DynSyst_Special_Topics: Couplings, Network Dynamics, and Stability of Multi-Agent Systems
NSF, Division of Civil, Mechanical, and Manufacturing Innovation (Eduardo Misawa)
NSF Award CMMI-0908508
This project will develop mathematical tools to analyze the stability of distributed coordination algorithms for complex engineered systems. The project seeks to understand the effects on stability of directed information flows (when the transmittal or acquisition of information is nonsymmetric across the network) and switching interconnection topologies (when changing neighboring relationships induce discontinuities in the dynamic evolution of the network). The results from the project will help engineers design autonomous and adaptive networks in a variety of scenarios, including disaster recovery, environmental monitoring, and ocean sampling.

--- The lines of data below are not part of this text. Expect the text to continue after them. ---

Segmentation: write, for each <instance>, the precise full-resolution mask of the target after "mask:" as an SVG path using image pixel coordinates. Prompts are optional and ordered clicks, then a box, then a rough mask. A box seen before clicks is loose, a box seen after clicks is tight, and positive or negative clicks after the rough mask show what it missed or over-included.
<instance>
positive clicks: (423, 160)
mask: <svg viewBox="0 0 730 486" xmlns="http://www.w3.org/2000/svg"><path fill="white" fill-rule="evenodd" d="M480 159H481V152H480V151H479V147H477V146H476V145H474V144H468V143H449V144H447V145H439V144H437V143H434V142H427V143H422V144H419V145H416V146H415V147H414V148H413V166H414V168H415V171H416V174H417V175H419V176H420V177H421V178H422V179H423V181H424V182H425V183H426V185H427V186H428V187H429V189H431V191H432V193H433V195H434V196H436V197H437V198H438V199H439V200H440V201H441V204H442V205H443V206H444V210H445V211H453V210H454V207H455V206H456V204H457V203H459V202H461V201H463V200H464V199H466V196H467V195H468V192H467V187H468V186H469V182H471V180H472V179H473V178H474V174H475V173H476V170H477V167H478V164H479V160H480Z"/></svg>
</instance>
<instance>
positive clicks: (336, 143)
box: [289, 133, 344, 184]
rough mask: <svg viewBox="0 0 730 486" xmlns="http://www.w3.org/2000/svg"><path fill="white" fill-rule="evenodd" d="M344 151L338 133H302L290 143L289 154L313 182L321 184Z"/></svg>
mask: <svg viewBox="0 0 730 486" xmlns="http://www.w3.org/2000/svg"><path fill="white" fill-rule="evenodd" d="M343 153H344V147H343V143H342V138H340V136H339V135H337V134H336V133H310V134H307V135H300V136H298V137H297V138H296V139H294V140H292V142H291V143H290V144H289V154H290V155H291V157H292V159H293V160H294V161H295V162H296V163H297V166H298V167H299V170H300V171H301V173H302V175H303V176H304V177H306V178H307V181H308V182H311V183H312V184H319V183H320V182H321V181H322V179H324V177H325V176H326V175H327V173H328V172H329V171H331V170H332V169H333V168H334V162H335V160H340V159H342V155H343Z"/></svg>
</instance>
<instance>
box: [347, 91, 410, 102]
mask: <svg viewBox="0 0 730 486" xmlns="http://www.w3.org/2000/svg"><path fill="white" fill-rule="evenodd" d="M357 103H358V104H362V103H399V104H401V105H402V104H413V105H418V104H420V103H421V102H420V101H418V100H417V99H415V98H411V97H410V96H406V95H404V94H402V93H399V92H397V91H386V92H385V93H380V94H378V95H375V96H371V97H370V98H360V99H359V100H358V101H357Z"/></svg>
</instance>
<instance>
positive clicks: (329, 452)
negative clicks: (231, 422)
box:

CDI Type-II: Distributed Ocean Monitoring via Integrated
Data Analysis of Coordinated Buoyancy Drogues
NSF, Division of Ocean Sciences (Kandace S. Binkley)
NSF Award OCE-0941692
An unanswered need in oceanography is to sample the ocean at higher-resolution spatial and temporal scales than presently possible. Although current systems have led to many important discoveries, oceanographers would agree that many fundamental processes are presently unobservable due to~the sparseness of the sampling geometries. This project will develop an original oceanographic observatory system based on small, inexpensive, buoyancy controlled drogues capable of scientific data analysis and coordinated motion control within the shear layers of the ocean circulation to monitor flows of nutrients, behaviors of animals, coastal circulation, and pollution dispersion. Our multidisciplinary team has a collaborative track record that combines the unique expertise of the Scripps Institution of Oceanography (SIO), the Cymer Center for Control Systems and Dynamics (CCSD), and the San Diego Supercomputer Center (SDSC).